Ou comment une
journaliste veut faire pleurer dans les chaumières en colportant des
informations fausses et approximatives à propos du Mediator !
Chère consœur,
Votre article paru dans le
Progrès de Saint-Etienne le 18 novembre dernier a retenu toute mon
attention. En tant que journaliste moi-même, je suis toujours heureux de lire
des articles construits, avec un début et une fin. J’ignore quelle est votre
ancienneté dans le métier mais je suis, hélas !, consterné par votre
article intitulé : « Témoignage.
« À cause du Mediator, j’ai les poumons abîmés à 50 %» qui
traduit, à lui seul, la faillite du journalisme de proximité. En voulant faire
du pathos, en mettant en scène cette pauvre dame qui n’a sans doute rien
demandé et qui garde bien entendu l’anonymat, vous bernez vos lecteurs,
c’est-à-dire les 1450 internautes qui ont ouvert cette page, plus les quelques
centaines qui ont du avoir le Progrès entre les mains (guère plus, vu la
qualité du quotidien, à part la page sport peut-être grâce à l’Asse !). En
effet je suis stupéfait de lire une concaténation (si le mot est trop
compliqué, prendre un dictionnaire) de fausses informations, de rumeurs et
d’approximations. J’ignore ce qui vous a motivé pour écrire cet article. Il ne
fait pas honneur à notre profession. Il m’a suffit de quelques minutes pour
m’interroger sur le téléguidage des informations (pour qui écrivez-vous ?

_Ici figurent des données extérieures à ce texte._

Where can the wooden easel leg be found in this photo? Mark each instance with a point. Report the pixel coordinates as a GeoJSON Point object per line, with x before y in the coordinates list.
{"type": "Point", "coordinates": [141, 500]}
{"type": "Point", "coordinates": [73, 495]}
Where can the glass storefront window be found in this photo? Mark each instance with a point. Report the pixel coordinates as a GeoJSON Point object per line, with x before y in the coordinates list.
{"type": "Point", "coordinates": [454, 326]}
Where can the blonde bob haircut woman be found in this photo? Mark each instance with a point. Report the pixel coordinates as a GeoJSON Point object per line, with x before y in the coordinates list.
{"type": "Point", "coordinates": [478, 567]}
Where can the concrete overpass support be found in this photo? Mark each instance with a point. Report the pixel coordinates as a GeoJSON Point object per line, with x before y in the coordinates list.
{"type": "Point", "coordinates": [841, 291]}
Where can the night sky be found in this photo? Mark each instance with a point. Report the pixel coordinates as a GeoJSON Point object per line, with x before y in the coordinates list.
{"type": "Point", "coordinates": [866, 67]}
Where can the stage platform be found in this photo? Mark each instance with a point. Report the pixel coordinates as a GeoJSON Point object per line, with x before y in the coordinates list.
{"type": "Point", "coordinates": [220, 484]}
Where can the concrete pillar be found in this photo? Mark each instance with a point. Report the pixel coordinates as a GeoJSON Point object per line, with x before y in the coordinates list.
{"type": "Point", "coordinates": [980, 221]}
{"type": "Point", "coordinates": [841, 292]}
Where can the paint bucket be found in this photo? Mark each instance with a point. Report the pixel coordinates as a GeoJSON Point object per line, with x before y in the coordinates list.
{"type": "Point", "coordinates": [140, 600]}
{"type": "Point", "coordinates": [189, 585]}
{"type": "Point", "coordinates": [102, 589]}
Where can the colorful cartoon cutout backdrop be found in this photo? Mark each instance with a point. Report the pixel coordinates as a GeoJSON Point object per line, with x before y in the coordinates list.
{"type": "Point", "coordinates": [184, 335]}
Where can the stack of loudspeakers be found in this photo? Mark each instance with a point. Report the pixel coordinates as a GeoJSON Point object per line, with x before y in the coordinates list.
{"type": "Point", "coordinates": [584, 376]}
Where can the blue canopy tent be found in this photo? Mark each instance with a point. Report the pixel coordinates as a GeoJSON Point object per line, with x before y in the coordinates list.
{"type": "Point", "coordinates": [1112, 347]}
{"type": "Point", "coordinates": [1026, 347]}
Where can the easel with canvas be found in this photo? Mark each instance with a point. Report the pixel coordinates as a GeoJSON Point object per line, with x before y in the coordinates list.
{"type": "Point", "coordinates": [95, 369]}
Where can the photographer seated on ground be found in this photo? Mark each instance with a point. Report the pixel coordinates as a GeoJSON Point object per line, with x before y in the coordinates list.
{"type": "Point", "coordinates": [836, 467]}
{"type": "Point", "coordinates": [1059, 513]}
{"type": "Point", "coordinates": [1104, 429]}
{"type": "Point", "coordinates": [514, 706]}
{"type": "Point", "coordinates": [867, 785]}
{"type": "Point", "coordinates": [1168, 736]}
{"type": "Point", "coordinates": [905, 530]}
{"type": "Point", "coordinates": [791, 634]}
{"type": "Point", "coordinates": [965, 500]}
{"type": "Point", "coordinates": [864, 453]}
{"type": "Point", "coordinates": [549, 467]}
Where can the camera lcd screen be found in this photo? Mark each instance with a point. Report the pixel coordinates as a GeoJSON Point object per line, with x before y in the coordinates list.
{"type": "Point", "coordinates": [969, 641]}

les deux avocats cités ? Un autre laboratoire de la région ? Ou tout
simplement pour vendre du papier ?) et pour vérifier quelques
informations.
Morceaux choisis :
La dame malade :
« Je
consultais des spécialistes à Lyon. Et ils prenaient très chers pour prescrire
de l’Isoméride. Après, comme l’Isoméride était interdit, le généraliste m’a
prescrit du Mediator, en accord avec mon cardiologue. Pour le diabète, cette
fois-ci. » Evidemment
personne ne connaîtra le nom du généraliste, ni des spécialistes, si ils
existent. Par ailleurs, c’est bien le médecin qui a prescrit le Mediator, par
les laboratoires Servier. Vous auriez pu aller les rencontrer ?
« J’avais
les deux valves abîmées, ainsi que la plèvre du poumon. Je suis diminuée à
50 %. Je bataille pour respirer. J’aimais aller aux champignons, mais
c’est fini pour moi. Même pour monter un étage, je suis essoufflée. » Bien joué
le pathos. Chacun voit bien la pauvre femme souffler pour monter les escaliers.
Là, j’avoue que c’est bien, calibré M6 ou téléréalité.
« J’ai été
contacté par Nanterre, mais je préfère m’adresser à un avocat de ma région. En
espérant que ce ne soit pas trop long. L’argent ne fait cependant pas tout et
j’espère qu’à l’avenir les médicaments seront plus surveillés. »Toujours
la proximité, il faut que la rédaction du Progrès s‘adresse à ses lecteurs,
c’est vendeur… Et puis le coté, « je
me bats pour la santé publique », c’est beau. Mais pas très
convaincant. Faut bien se cacher derrière une bonne cause.
Les avocats :
« Certaines personnes
souhaitent l’indemnisation de leur préjudice, rien de plus. D’autres souhaitent
que les responsables soient condamnés ». Nous sommes bien d’accord. Chacun
supposera que ces avocats stéphanois iront porter le fer contre le ministère de
la santé et les différents responsables, et pas seulement contre les
laboratoires Servier. Le médecin traitant ? les spécialistes ? Rien de
moins sûr.
« En fonction des
conclusions de l’expert, si le lien de causalité entre le Mediator et le
préjudice, est avéré, la victime sera indemnisée, en fonction de son préjudice. »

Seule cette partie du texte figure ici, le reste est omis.